In an emotional but brief (eleven minutes) ceremony Argentine President Cristina Fernandez, on Wednesday late evening, was back on stage at the Casa Rosada, the first time since she underwent cranium surgery six weeks ago, for the oath-taking ceremony of three new top officials who will be decisive ministers in the last two years of her second mandate.
Looking fresh and absent of mourning colors, smiling and waving the Argentine president walked into the main ceremonial room, Salon Blanco, packed with officials, ministers, lawmakers, political and union leaders, members of the youth movement, which gave her a standing three minutes applause.
As could be expected the swearing ceremony was quick, with some minor protocol mishaps but neatly calculated (the best part would come later). First to take the oath as cabinet chief was the governor from the province of Chaco, (on leave from his elected post), Jorge Capitanich, described by the opposition as a man of dialogue and efficient performance.

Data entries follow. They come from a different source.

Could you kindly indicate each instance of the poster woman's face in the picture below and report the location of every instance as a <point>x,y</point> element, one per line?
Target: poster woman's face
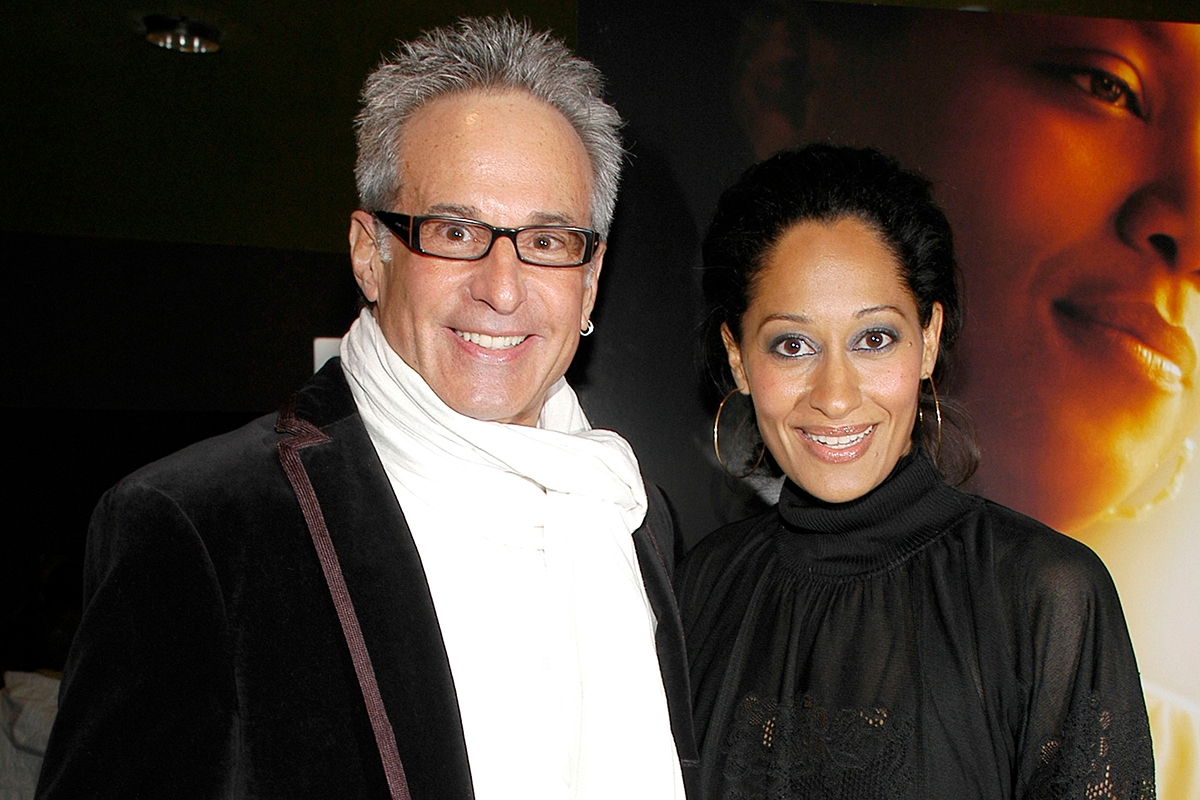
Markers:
<point>1067,156</point>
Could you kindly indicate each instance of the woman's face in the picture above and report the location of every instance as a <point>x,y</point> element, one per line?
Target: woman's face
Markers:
<point>832,354</point>
<point>1067,156</point>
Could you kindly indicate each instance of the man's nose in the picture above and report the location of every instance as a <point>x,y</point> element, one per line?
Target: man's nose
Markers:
<point>499,277</point>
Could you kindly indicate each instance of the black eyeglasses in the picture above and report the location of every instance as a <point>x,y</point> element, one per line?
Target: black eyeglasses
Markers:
<point>469,240</point>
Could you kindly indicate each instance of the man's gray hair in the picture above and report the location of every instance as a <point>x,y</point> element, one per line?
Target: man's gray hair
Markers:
<point>484,54</point>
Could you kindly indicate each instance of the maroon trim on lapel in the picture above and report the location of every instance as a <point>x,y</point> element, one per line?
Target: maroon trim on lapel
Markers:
<point>305,434</point>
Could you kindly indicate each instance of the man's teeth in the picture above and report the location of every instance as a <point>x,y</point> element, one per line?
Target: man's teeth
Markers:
<point>491,342</point>
<point>839,441</point>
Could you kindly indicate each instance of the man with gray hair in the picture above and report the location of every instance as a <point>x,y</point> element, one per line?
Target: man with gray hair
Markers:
<point>427,576</point>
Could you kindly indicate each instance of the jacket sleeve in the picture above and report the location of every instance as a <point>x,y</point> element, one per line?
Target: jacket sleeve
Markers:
<point>147,704</point>
<point>1085,732</point>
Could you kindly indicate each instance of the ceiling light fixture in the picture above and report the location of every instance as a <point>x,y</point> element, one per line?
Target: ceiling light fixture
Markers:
<point>181,34</point>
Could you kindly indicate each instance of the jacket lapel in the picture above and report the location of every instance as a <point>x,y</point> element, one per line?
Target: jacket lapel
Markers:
<point>387,585</point>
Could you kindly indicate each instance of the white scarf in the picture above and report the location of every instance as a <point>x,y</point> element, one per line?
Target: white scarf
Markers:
<point>525,536</point>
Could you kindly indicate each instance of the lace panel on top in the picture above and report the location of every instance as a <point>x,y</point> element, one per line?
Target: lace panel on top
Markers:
<point>799,750</point>
<point>1096,758</point>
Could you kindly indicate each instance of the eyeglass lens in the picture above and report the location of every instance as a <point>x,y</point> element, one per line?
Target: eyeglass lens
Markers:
<point>459,239</point>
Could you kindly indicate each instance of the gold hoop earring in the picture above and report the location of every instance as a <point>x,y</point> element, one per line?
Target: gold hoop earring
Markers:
<point>717,444</point>
<point>937,414</point>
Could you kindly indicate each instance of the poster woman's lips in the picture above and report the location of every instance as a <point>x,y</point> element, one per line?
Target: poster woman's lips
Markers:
<point>1164,352</point>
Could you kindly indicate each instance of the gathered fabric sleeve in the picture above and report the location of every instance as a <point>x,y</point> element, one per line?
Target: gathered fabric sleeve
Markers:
<point>147,707</point>
<point>1084,733</point>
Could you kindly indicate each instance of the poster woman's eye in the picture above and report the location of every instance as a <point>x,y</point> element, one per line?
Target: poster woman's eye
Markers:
<point>1108,89</point>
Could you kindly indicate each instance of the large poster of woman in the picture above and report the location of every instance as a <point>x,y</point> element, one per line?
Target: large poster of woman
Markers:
<point>1066,152</point>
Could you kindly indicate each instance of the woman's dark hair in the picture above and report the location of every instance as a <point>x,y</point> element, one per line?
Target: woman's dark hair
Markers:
<point>826,184</point>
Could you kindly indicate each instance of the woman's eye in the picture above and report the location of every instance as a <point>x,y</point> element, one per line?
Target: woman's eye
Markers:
<point>792,347</point>
<point>875,341</point>
<point>1107,88</point>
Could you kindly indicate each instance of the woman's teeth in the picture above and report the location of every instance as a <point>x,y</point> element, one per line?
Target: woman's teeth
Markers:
<point>839,443</point>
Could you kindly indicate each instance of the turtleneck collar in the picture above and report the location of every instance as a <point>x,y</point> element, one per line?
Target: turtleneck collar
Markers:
<point>887,524</point>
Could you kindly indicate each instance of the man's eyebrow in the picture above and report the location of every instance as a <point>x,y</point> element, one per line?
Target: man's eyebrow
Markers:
<point>454,210</point>
<point>472,212</point>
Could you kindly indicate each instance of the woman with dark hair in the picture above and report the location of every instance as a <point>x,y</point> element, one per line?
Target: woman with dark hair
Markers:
<point>880,633</point>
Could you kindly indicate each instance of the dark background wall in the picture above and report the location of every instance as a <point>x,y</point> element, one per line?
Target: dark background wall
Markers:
<point>172,233</point>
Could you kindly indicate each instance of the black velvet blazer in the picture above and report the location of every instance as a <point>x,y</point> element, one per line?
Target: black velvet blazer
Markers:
<point>210,662</point>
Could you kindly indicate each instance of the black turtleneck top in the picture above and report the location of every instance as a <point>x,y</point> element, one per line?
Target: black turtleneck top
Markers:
<point>917,642</point>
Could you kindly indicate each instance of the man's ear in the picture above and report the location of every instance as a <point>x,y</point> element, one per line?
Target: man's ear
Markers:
<point>593,282</point>
<point>365,256</point>
<point>735,354</point>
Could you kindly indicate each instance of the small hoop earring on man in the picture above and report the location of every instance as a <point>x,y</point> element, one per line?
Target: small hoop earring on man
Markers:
<point>717,443</point>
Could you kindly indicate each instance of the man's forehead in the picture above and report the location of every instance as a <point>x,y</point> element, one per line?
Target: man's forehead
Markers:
<point>501,157</point>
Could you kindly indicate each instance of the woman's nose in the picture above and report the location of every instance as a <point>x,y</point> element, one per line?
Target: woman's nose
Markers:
<point>1162,218</point>
<point>835,386</point>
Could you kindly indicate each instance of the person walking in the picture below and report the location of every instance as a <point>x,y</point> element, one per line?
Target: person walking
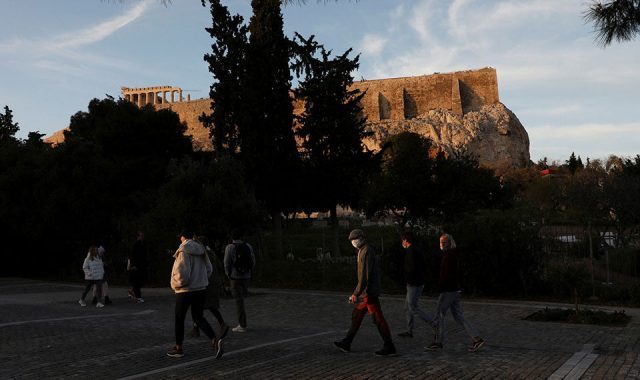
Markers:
<point>239,261</point>
<point>93,274</point>
<point>449,287</point>
<point>369,289</point>
<point>137,268</point>
<point>189,280</point>
<point>105,285</point>
<point>415,273</point>
<point>212,300</point>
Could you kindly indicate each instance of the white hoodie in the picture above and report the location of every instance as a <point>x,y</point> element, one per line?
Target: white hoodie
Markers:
<point>191,268</point>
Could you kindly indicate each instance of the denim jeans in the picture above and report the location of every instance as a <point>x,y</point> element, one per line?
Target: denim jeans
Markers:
<point>412,308</point>
<point>446,301</point>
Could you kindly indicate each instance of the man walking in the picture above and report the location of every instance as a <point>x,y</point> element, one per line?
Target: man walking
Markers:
<point>449,286</point>
<point>239,261</point>
<point>189,279</point>
<point>369,289</point>
<point>415,273</point>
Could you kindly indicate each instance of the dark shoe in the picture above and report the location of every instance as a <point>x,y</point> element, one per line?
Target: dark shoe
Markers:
<point>434,347</point>
<point>217,346</point>
<point>386,351</point>
<point>225,331</point>
<point>342,345</point>
<point>195,332</point>
<point>175,352</point>
<point>476,344</point>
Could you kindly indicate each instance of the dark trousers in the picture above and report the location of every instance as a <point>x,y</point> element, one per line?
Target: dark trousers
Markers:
<point>136,279</point>
<point>195,300</point>
<point>90,284</point>
<point>372,306</point>
<point>239,289</point>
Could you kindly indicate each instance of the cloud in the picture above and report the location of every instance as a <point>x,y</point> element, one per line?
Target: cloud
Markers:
<point>372,44</point>
<point>99,32</point>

In October mid-term election which saw the government's support plunge, Capitanich in Chaco consolidated and even increased the number of votes for the incumbent Victory Front.
Capitanich was followed by economist and professor Axel Kicillof, who was sworn in as Economy minister and is considered a controversial and even dangerous figure because of his adherence to Keynes and Marx, or maybe the other way round, but undoubtedly supporter of government intervention. The brains behind the seizure of YPF from Spain's Repsol, of some of the Dollar/Peso measures, convinced of safeguarding Argentina's domestic market and manufacturing but also opening the energy sector to ensure self sufficiency.
Apparently he has a good relation with Capitanich, with whom he worked in several think-tanks, and indebted also because the new cabinet chief insisted in having Domestic Trade minister Guillermo Moreno removed. Moreno was the real juggler in everyday economics in all those issues related to inflation, prices, supply of staples, inflation reporting with very much despised bullying tactics.
Moreno had been in the job since 2005 and had the full confidence of former president Nestor Kirchner and his wife Cristina Fernandez..
Finally the new Agriculture minister Carlos Casmiquela, considered a very intelligent agronomist who comes from Argentina's Agriculture Technology Institute (think-tank) and well informed of farm issues. Allegedly a good match for the ever restless Argentine farmers.
But when the ceremony was over and the official spokesperson had thanked all those present and congratulated the president on her recovery, Cristina Fernandez uttered a brief comment, you have forgotten to mention the militants, they deserve to be mentioned and cared.
That marked the beginning of the real show, and full of messages about future policies and dialogue with the opposition.